There was no longer any cleared earth between the two lines of fighters. There was only pandemonium — Jasper’s father exchanging bolts of sharpened ice with Master Rufus. Master Rockmaple fending off several Chaos-ridden with a curving alchemical sword. It sliced into their bodies and they collapsed and lay twitching.

Ravan hovered, wreathed in smoke, in the air above the Assembly mages, trading bursts of fire with Anastasia. Part of Anastasia’s uniform was scorched black, but she was holding her own.

“Call!” It was Alex shouting, furiously, over the smash and crash of the battle. “Call, attack!”

Call took a deep breath. He knew what he had to do. With the Chaos-ridden under his command, Alex’s side might be able to overwhelm the Assembly’s mages. Without them, it would be much harder for Alex to win.

Call drew on the magic of the void to bind his will to the Chaos-ridden under his command so that they would understand his wishes fully. “You, who I have created!” he called. “Dance!”

Immediately, like a flash mob, they carried out the synchronized moves Call willed. They kicked up their legs and spun around, moaning in time to a melody no one else could hear. They threw their hands in the air. They boogied. They got down.

It was totally ridiculous. It was so ridiculous that for a moment, everyone else paused. Even the elementals seemed curious.

A few mages even laughed.

But Alex wasn’t laughing.
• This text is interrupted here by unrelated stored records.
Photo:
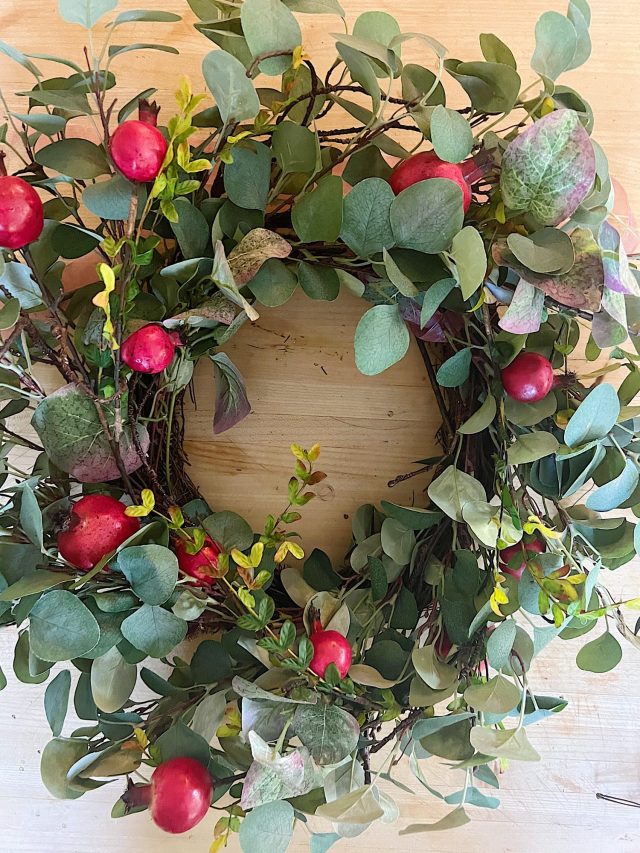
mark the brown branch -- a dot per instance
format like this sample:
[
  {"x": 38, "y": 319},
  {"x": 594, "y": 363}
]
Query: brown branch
[
  {"x": 402, "y": 727},
  {"x": 446, "y": 418}
]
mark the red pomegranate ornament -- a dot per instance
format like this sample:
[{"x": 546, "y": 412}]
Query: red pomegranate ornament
[
  {"x": 514, "y": 559},
  {"x": 96, "y": 526},
  {"x": 425, "y": 165},
  {"x": 150, "y": 349},
  {"x": 203, "y": 564},
  {"x": 21, "y": 214},
  {"x": 330, "y": 647},
  {"x": 137, "y": 147},
  {"x": 528, "y": 378},
  {"x": 178, "y": 795}
]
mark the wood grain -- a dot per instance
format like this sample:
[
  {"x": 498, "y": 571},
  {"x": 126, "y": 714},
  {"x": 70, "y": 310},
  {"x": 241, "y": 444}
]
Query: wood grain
[{"x": 303, "y": 386}]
He looked absolutely furious.

“You idiot!” he shouted, flying toward where Call stood. “You’ve made a fool out of me for the last time!”

The silver mask caught the light and Call saw his own reflection in it. Then Alex pulled it off. Underneath, his face had gone red with rage. The Alkahest gleamed on his other arm and Call had no doubt what he was planning.
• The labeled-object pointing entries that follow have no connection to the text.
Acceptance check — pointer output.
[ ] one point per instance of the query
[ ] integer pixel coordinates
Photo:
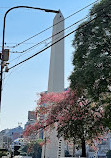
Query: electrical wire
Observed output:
(32, 47)
(55, 24)
(58, 40)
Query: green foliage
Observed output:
(92, 56)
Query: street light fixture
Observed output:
(3, 50)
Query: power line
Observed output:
(59, 39)
(50, 45)
(55, 24)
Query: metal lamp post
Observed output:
(5, 51)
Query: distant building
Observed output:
(5, 142)
(9, 135)
(32, 118)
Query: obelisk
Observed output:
(56, 71)
(54, 148)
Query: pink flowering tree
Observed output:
(77, 118)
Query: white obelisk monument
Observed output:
(55, 147)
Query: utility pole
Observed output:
(4, 56)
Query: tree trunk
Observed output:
(83, 147)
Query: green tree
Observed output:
(92, 57)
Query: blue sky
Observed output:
(22, 84)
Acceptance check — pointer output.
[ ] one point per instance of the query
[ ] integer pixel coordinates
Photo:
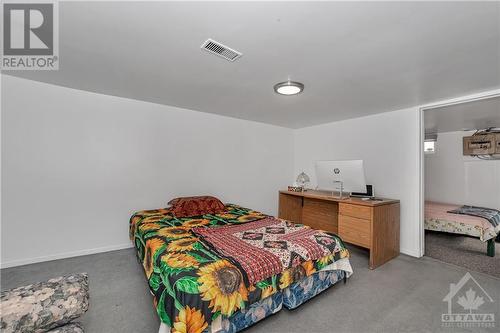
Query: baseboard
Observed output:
(20, 262)
(412, 253)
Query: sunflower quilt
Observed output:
(191, 283)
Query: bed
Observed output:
(438, 218)
(195, 289)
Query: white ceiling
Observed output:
(473, 115)
(355, 58)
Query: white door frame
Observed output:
(421, 156)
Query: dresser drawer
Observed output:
(354, 230)
(361, 212)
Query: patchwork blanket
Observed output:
(492, 215)
(268, 247)
(192, 285)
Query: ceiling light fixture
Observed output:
(289, 88)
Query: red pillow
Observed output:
(195, 206)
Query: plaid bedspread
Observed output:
(492, 215)
(269, 246)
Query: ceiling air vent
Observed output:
(221, 50)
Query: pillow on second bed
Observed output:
(195, 206)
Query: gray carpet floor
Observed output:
(468, 252)
(404, 295)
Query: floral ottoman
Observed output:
(48, 306)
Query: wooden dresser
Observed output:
(372, 224)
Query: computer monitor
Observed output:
(351, 173)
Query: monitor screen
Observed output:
(351, 173)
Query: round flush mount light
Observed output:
(288, 88)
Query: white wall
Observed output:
(388, 144)
(76, 165)
(451, 177)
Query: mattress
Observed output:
(437, 218)
(302, 291)
(193, 286)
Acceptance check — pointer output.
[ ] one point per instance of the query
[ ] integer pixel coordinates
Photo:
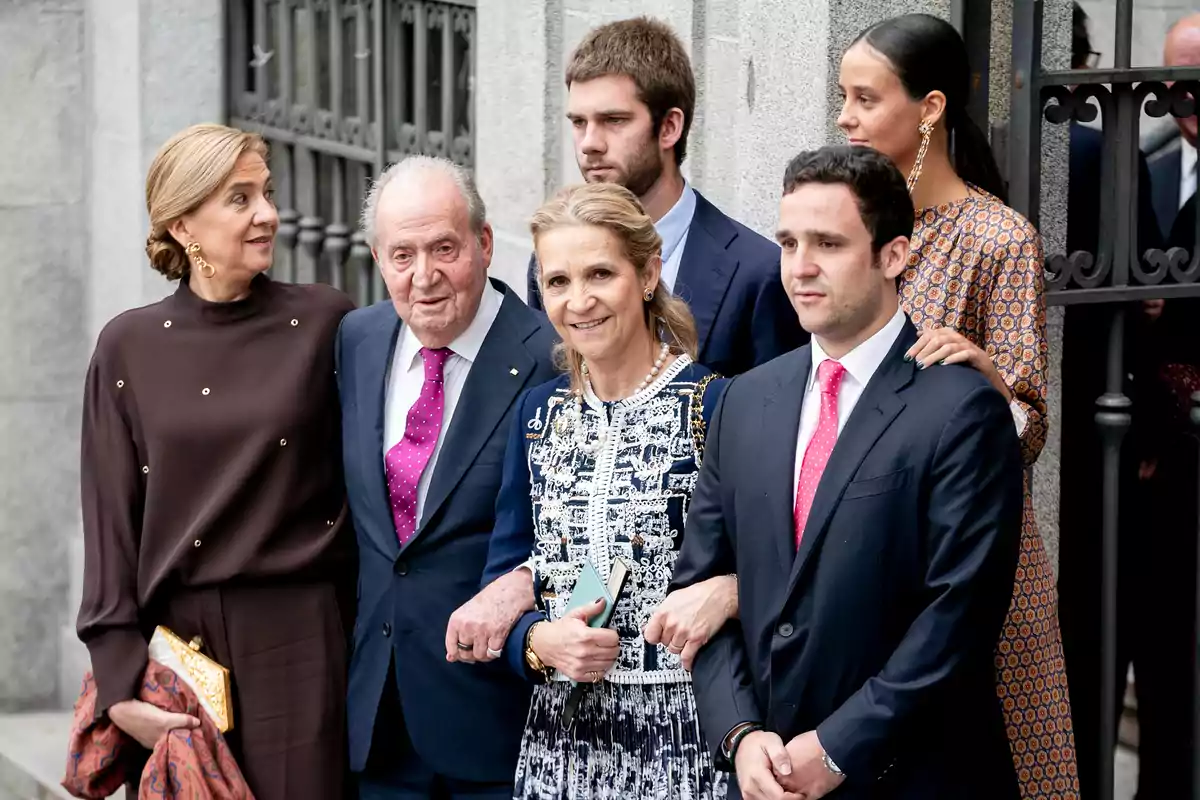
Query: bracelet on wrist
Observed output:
(736, 739)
At least Call was sure his Chaos-ridden were occupied and would be for a while. He had willed enough magic into his commands that they would be hard for Alex to disrupt, but it had left Call depleted even before the fight started. And given how his magic drained faster since he’d given away part of his soul, beating Alex wasn’t going to be easy.

Still, he didn’t need to survive to win.

Using his power, Call ripped a hole into the void. He could feel the Chaos there, cold and oily and pulsing with the promise of enormous power.
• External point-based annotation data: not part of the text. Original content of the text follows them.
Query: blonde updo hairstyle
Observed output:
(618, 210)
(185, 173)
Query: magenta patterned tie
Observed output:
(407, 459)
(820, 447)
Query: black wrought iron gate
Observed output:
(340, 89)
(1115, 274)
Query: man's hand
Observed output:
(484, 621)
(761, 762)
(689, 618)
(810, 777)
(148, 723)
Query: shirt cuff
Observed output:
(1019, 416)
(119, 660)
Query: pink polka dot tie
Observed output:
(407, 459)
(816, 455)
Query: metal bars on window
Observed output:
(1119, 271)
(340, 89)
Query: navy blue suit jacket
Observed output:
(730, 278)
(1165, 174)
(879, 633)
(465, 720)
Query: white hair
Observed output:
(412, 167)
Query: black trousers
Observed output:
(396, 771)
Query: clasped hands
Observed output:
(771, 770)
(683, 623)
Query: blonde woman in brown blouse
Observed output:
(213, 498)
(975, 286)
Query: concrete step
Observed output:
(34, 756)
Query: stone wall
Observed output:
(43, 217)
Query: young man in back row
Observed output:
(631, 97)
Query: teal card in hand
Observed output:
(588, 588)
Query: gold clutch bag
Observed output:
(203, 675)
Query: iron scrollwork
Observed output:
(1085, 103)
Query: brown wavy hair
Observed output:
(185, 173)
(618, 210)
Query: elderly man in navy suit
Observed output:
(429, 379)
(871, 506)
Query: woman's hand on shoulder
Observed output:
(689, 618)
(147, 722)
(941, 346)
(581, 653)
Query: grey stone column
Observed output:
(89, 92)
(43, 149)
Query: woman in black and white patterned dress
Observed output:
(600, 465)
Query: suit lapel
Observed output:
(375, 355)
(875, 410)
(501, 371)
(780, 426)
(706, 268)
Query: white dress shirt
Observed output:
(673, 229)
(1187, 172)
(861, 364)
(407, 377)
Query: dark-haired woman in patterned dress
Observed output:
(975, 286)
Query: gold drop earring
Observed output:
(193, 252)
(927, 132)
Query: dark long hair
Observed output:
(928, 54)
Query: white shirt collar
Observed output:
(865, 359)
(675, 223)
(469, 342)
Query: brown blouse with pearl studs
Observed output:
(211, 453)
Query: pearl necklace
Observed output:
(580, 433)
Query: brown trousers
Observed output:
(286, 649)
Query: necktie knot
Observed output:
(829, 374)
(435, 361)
Alex brought up the arm holding the Alkahest and pointed it straight at Call. Call tried to draw on chaos, to send it at Alex, but he was too slow.

Havoc got there first.

The Chaos-ridden wolf leaped at Alex, biting down on his metal-covered wrist. The beam that should have hit Call hit him instead.

“Havoc!” Call shouted. But the beam had smashed into Havoc’s chest, lifting the wolf into the air. Havoc’s body went limp and he hit the ground hard.

Call stopped thinking about magic, about wars, about anything. Pushing past the pain in his leg, he lurched toward Alex and punched him in the face.

The older boy staggered back. His lip was split and he looked more surprised than anything else. Call’s knuckles hurt. He’d never hit anyone before.

With a sneer, Alex slammed the Alkahest into the side of Call’s head, sending Call sprawling in the grass of the field. He could see Havoc’s body, sprawled in the field a little distance from him. The wolf wasn’t moving.

Call stood as Alex aimed the Alkahest again. And then Aaron was there, wrenching it off his arm. The two of them struggled, hanging on to opposite ends of it.

“Chaos-ridden!” Alex shouted. “To me!”

Crawling to Havoc, Call covered his wolf’s body with his own and called on chaos again. It spiraled around him, dark with promise.

He fed it with rage. Rage at Master Joseph for taking his choices away, for kidnapping him and forcing him to be Constantine. Rage at death, for taking away Aaron. For taking away his mother. For taking Havoc. For leaving him with a torn black gaping hole of loss in the middle of his heart.

He fed the chaos with rage and loss, with grief, and finally with fear, the fear of his own death, fear of what lay on the other side of his sacrifice.